On the Hardness of Dominant Strategy Mechanism Design

TL;DR

This paper investigates the communication complexity of dominant strategy mechanisms in combinatorial auctions, revealing fundamental limits on efficiency and approximation ratios, and contrasting deterministic and randomized approaches.

Contribution

It establishes polynomial lower bounds for optimal welfare in dominant strategies and introduces a deterministic FPTAS for multi-unit auctions, highlighting a gap with randomized mechanisms.

Findings

Optimal welfare in dominant strategies requires polynomial communication.

A deterministic FPTAS exists for multi-unit auctions with decreasing marginal values.
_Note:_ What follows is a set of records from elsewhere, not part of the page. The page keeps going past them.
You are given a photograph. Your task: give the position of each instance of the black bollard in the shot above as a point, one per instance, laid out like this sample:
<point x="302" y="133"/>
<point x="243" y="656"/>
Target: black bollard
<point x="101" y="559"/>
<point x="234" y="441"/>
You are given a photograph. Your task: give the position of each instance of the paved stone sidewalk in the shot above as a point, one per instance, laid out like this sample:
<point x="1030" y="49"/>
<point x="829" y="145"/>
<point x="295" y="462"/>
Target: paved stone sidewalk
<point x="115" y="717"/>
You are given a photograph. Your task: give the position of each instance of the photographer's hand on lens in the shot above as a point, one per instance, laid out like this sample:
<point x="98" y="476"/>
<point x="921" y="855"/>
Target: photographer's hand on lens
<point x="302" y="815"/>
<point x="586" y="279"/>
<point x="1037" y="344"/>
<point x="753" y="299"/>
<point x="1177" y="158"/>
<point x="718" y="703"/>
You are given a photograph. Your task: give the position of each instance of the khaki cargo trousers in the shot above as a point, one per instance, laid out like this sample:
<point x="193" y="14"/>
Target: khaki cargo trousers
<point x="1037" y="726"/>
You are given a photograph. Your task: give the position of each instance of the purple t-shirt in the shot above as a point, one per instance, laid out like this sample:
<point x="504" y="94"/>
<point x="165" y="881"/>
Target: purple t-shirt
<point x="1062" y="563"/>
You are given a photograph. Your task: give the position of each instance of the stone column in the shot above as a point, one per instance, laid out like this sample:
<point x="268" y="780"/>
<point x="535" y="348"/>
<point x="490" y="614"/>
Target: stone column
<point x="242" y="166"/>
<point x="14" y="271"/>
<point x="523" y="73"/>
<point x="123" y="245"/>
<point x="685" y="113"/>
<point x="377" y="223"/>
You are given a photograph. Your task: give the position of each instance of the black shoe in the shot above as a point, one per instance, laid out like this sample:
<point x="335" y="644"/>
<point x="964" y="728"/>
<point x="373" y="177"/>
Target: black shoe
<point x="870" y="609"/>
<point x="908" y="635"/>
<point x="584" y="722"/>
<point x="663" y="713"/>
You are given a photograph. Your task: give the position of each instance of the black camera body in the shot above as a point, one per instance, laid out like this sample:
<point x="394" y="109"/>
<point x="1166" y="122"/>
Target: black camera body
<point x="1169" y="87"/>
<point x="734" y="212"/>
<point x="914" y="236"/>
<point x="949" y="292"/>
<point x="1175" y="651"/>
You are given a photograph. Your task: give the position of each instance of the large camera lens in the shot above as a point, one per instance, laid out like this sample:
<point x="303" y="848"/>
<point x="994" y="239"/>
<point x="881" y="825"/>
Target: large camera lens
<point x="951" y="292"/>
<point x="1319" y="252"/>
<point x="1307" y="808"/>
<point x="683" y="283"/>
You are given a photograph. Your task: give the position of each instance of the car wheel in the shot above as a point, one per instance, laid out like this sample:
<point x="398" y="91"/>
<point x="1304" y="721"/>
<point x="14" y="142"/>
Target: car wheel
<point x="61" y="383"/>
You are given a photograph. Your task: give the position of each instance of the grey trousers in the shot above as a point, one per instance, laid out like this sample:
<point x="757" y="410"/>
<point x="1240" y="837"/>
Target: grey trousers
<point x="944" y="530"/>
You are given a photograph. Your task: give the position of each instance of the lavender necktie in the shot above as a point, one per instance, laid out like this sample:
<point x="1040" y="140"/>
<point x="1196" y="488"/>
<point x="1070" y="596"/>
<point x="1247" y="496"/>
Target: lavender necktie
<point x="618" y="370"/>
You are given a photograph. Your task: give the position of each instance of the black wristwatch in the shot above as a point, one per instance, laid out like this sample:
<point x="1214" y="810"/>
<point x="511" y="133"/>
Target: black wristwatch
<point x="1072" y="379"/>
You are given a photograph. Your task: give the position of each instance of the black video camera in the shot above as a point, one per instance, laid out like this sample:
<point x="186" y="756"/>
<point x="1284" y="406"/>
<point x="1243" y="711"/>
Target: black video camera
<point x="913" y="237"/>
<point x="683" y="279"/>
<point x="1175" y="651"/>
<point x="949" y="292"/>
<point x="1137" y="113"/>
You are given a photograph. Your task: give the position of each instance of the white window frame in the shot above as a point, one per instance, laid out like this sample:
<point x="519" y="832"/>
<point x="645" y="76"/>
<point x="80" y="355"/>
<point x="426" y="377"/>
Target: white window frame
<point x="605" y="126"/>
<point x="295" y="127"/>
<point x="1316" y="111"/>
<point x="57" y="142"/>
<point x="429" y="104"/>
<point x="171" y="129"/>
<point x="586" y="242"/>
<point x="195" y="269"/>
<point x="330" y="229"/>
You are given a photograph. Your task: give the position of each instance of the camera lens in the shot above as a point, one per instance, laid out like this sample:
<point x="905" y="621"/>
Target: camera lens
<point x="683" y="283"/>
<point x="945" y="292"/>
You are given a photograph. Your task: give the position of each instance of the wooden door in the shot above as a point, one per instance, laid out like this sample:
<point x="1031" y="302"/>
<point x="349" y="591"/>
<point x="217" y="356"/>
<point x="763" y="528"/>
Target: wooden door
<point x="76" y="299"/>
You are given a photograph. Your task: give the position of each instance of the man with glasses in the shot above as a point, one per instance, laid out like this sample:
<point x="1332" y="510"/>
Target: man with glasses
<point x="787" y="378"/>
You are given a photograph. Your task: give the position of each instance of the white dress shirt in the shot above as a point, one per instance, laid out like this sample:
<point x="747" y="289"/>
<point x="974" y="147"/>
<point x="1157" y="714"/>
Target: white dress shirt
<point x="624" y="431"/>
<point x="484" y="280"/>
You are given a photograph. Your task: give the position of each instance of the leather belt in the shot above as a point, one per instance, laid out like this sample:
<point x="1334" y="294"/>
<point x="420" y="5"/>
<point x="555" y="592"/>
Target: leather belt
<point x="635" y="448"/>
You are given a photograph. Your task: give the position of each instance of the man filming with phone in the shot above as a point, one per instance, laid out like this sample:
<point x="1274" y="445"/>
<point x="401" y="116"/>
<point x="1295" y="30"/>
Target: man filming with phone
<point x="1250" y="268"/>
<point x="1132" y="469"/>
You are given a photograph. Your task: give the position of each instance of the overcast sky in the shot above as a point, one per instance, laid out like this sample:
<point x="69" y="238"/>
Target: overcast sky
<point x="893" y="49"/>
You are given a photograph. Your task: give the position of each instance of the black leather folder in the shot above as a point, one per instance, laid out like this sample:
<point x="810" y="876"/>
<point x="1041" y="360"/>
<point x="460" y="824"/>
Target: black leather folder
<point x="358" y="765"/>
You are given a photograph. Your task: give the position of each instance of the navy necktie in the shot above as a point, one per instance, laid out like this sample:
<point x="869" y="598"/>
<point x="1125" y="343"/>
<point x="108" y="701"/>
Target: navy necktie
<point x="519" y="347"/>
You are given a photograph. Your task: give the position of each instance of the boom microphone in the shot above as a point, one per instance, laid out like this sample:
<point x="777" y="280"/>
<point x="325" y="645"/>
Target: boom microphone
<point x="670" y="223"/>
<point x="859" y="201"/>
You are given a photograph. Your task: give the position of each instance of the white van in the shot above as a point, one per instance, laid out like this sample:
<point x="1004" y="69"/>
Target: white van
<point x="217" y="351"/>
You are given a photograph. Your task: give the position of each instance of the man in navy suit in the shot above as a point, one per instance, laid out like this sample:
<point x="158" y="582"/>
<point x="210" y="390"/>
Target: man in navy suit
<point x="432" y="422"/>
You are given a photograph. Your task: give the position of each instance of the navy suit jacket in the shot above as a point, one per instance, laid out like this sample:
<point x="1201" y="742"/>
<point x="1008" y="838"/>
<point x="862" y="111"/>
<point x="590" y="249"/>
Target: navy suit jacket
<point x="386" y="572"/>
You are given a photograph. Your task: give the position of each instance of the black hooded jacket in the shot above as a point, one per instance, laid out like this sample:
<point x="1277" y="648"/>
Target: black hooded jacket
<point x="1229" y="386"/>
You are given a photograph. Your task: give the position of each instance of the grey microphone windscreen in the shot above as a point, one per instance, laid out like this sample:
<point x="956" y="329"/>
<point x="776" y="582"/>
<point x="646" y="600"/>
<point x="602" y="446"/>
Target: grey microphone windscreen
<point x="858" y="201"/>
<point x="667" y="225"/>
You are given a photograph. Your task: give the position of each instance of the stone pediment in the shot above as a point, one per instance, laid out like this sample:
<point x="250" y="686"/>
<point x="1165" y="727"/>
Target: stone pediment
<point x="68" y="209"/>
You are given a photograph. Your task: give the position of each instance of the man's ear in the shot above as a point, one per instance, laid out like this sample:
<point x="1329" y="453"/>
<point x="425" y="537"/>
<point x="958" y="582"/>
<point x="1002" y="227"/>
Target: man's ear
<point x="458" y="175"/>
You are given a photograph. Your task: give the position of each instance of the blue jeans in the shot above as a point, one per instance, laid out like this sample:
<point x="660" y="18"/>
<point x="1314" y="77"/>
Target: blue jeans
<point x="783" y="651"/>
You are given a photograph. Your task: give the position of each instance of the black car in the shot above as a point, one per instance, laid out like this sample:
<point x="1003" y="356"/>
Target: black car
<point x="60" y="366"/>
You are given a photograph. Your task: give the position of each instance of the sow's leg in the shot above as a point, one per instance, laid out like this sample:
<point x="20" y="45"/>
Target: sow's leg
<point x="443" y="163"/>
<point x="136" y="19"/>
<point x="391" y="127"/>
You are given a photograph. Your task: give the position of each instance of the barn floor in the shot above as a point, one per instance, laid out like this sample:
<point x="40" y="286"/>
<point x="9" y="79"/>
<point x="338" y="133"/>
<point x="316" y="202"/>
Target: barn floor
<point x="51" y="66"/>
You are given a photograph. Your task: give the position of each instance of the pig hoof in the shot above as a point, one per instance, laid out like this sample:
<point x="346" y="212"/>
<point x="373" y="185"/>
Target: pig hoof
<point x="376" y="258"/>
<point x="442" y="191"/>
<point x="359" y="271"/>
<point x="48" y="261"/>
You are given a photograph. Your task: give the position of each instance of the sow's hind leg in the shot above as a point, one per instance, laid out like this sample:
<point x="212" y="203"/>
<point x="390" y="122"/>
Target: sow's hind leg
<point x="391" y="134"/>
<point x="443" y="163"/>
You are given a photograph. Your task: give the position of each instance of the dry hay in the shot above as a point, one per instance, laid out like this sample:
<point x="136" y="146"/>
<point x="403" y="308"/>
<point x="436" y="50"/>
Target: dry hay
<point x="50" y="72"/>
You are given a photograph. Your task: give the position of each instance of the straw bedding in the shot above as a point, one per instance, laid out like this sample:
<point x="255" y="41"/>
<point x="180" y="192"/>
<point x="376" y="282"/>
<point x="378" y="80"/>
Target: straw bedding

No polynomial communication mechanism can surpass a certain approximation ratio for general valuations.

Abstract

We study the communication complexity of dominant strategy implementations of combinatorial auctions. We start with two domains that are generally considered "easy": multi-unit auctions with decreasing marginal values and combinatorial auctions with gross substitutes valuations. For both domains we have fast algorithms that find the welfare-maximizing allocation with communication complexity that is poly-logarithmic in the input size. This immediately implies that welfare maximization can be achieved in ex-post equilibrium with no significant communication cost, by using VCG payments. In contrast, we show that in both domains the communication complexity of any dominant strategy implementation that achieves the optimal welfare is polynomial in the input size. We then move on to studying the approximation ratios achievable by dominant strategy mechanisms. For multi-unit auctions with decreasing marginal values, we provide a dominant-strategy communication FPTAS. For combinatorial auctions with general valuations, we show that there is no dominant strategy mechanism that achieves an approximation ratio better than $m^{1-\epsilon}$ that uses $poly(m,n)$ bits of communication, where $m$ is the number of items and $n$ is the number of bidders. In contrast, a \emph{randomized} dominant strategy mechanism that achieves an $O(\sqrt m)$ approximation with $poly(m,n)$ communication is known. This proves the first gap between computationally efficient deterministic dominant strategy mechanisms and randomized ones. En route, we answer an open question on the communication cost of implementing dominant strategy mechanisms for more than two players, and also solve some open problems in the area of simultaneous combinatorial auctions.